Steve Smith, formerly of the Harvard Genome Laboratory, has written an X-Windows interactive sequence editor, GDE (Genetic Data Environment) which allows the user to edit sequences and align them by hand, and to select subsets of sites and sequences and call a variety of analysis proprams including ClustalV and many of the PHYLIP 3.4 programs. The GDE 2.0 system will run on many workstations that have the X windowing system. It also includes the TreeTool tree-plotting program (see below). GDE 2.0 is free and is available for anonymous ftp transfer at either at golgi.harvard.edu in directory pub/GDE2.0 and also at ftp.bio.indiana.edu in directory molbio/unix/GDE.

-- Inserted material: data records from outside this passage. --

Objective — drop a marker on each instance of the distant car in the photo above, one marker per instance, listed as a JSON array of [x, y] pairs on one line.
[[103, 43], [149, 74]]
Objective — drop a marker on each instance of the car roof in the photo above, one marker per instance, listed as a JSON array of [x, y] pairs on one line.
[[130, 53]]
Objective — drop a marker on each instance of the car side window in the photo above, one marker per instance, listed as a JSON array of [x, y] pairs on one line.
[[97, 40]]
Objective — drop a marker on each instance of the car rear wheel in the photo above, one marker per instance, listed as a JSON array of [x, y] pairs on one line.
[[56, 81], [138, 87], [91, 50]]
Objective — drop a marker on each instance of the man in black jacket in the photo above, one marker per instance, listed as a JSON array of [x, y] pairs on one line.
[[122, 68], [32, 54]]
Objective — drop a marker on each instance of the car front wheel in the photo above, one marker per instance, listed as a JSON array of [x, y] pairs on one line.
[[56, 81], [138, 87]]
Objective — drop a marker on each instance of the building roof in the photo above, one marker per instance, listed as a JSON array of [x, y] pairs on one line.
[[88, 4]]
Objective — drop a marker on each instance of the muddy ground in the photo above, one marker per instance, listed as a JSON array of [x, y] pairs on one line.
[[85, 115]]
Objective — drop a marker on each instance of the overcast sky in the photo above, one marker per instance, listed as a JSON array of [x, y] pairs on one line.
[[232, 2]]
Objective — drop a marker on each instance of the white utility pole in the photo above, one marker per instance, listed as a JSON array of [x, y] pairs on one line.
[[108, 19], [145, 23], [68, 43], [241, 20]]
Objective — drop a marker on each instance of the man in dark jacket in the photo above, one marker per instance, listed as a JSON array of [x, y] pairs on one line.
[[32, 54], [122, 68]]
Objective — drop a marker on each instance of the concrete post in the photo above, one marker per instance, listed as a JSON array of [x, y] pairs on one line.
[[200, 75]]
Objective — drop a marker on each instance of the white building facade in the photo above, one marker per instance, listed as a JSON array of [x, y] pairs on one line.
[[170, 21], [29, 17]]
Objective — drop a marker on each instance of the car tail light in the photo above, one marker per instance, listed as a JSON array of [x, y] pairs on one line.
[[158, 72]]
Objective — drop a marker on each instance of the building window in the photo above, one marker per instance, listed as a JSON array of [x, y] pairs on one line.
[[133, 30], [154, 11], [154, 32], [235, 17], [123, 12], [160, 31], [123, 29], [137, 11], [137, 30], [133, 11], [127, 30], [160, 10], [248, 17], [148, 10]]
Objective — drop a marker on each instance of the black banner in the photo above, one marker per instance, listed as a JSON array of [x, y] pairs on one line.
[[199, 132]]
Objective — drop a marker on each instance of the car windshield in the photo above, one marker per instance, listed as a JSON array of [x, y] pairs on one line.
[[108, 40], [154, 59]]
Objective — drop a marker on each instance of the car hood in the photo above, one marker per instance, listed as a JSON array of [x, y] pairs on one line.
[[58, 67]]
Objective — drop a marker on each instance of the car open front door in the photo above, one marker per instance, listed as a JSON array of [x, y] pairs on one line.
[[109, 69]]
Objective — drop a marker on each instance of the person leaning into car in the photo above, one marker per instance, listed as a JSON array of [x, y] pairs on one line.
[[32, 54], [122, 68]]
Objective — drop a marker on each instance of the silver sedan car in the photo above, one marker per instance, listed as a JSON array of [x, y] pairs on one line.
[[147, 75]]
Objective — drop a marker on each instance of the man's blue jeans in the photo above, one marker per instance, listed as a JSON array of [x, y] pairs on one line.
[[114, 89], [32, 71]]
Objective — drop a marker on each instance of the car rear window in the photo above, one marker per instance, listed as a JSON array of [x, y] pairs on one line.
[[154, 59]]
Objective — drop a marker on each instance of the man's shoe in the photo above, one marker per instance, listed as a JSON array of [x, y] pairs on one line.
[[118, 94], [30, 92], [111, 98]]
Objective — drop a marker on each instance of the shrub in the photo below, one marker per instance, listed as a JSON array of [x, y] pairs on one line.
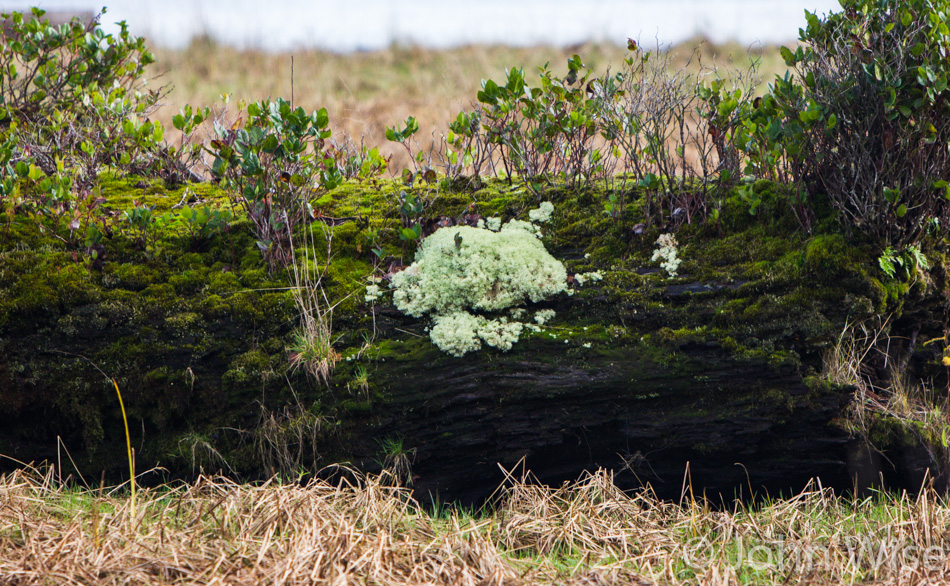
[[274, 167], [863, 117]]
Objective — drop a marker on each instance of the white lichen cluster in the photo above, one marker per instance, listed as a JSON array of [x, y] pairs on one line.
[[373, 291], [668, 247], [462, 269], [543, 213], [582, 278], [543, 316]]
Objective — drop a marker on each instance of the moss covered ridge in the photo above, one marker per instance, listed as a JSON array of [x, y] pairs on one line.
[[638, 368]]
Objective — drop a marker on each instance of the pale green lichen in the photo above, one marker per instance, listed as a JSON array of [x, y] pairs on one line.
[[458, 269], [462, 268], [543, 316], [582, 278], [462, 332], [543, 213], [667, 253]]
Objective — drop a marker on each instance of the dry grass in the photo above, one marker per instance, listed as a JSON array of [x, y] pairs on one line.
[[366, 92], [589, 532]]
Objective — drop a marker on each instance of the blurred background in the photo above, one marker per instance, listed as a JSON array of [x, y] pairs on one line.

Mike Maciukenas, at the Department of Microbiology of the University of Illinois, has written a wonderful X-windows based interactive tree-plotting program called TreeTool. It takes as input a PHYLIP tree file, with branch lengths if they are provided, displays the tree in either rooted or unrooted form on any X-windows screen, and allows the user to modify the form of the tree and the placement of nodes and labels. When the tree is in final form the user can have it written to a Postscript file and/or printed to a Postscript- compatible printer. TreeTool is free as a C program for X windows and is available for anonymous ftp from ftp.bio.indiana.edu in directory molbio/unix/GDE. It is also included in the GDE 2.0 sequence analysis environment mentioned above.